Tarihimizde çok önemli bir kilometre
taşını oluşturan Cumhuriyet’in kuruluşunun
95. yıl dönümünü kutladığımız bu özel günde sizlerle birlikte olmaktan,
coşkunuzu ve sevincinizi paylaşmaktan büyük bir mutluluk duyuyorum.
Atatürk’ün değişiyle, “Geçmişini bilmeyen geleceğine
yön veremez.” Bu nedenle gelin bu özel günde, kısa bir tarih yolculuğu
yaparak Cumhuriyet’in kuruluş
dönemine gidelim ve Cumhuriyet’in Atatürk’le
geçen ilk 15 yılına hep birlikte göz atalım.

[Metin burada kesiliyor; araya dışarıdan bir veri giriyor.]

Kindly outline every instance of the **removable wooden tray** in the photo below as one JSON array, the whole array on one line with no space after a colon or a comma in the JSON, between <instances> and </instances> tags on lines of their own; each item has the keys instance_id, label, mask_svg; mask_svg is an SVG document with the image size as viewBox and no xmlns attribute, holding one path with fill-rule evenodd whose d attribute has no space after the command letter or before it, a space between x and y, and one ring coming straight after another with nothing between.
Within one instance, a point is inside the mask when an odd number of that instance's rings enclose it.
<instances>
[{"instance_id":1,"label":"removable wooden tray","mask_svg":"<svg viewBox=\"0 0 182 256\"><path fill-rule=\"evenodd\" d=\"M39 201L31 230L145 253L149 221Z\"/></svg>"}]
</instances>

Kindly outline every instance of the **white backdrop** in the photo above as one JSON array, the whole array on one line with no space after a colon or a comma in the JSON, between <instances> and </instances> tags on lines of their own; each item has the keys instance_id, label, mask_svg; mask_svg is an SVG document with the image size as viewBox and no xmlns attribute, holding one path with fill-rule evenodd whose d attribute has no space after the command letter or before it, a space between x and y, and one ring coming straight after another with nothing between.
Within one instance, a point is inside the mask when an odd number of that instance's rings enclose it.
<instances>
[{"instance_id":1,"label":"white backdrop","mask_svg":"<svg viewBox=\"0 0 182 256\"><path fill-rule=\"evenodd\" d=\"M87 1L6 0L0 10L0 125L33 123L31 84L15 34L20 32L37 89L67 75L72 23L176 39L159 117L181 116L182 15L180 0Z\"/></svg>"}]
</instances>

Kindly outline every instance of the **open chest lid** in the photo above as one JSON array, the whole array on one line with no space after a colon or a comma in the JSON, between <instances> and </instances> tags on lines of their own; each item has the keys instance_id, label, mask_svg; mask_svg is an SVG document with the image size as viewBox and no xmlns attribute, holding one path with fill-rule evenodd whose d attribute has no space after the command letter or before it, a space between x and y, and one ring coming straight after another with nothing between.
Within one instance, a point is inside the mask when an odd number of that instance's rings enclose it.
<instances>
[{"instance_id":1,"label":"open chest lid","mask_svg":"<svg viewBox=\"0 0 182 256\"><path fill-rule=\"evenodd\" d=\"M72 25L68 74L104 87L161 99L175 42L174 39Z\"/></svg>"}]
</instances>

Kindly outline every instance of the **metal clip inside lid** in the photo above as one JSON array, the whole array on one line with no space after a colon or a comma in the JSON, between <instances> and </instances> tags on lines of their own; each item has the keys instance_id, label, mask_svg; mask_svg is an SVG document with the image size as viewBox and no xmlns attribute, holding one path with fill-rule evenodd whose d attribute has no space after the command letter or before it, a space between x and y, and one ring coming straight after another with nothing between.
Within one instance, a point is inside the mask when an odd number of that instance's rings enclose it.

Sevr anlaşmasıyla ülkemiz 7 parçaya
bölünmüştü. Osmanlı Devleti çökmüştü. Sadece İç Anadolu’nun bir bölümü ve Orta
Karadeniz Türklere bırakılmıştı.
Millet yorgun ve fakirdi. Köyler ateşe veriliyor; kadın, çocuk demeden insanlar
öldürülüyordu. Atatürk’ün “Ya
istiklal, ya ölüm!” sözüyle başlayan Kurtuluş Savaşı, “Hedefimiz
Akdeniz!” emriyle sona erdi. Bugünkü sınırlarımızda milli egemenliğin
tesis edilmesini takiben tam bağımsız Türkiye
Cumhuriyeti kuruldu. Atatürk’ün “Özgürlüğün
de, eşitliğin de, adaletinde kaynağı ulusal egemenliktir.” sözü tarihe
geçti. Vatanın ve milletin bölünmez bütünlüğü zamanla milletvekili yeminlerinde
yer aldı.
Meşrutiyete bağlı devlet düzeninde
yasama, yürütme ve yargı padişah ve emrindeki sadrazamda toplanıyordu. Halkın
kendisini idare edecek kişileri seçmede hiçbir yetkisi ve hakkı bulunmuyordu. Cumhuriyet’le birlikte güçler ayrılığı
ilkesi hayata geçti, yasama yürütme ve yargının görevleri tanımlandı; egemenlik
kayıtsız şartsız millete verildi. O dönemde Avrupa’da, Fransa ve İngiltere’nin
dışında sadece Türkiye halkın
egemenliğinde yönetiliyordu.
Küçük bir azınlık dinine ve mensup
olduğu ırka göre farklı okullarda, kızlar ve erkekler ayrı sınıflarda eğitim
görüyordu. Arapça ve Farsçanın karılmasıyla oluşan Fransızca kelimelerle
evrilen Osmanlıca, büyük zorluklarla Arap alfabesiyle yazılmaya çalışılıyordu. Harf
devrimiyle eğitim çağdaş bilim gereklerine uygun hale getirildi ve okuma yazma
oranı 15 yılda yüzde 3’ten yüzde 23’e yükseldi. Tevhidi Tedrisat kanunu ile eğitimde
fırsat eşitliği sağlandı. İlk olarak 23 Nisan 1933 yılında okutulan andımızla “Türk’üm,
doğruyum, çalışkanım…” diyerek güne başlayan nesiller 2013 yılına kadar
80 yıl boyunca milli mücadele ruhunu yaşamaya ve yaşatmaya devam etti.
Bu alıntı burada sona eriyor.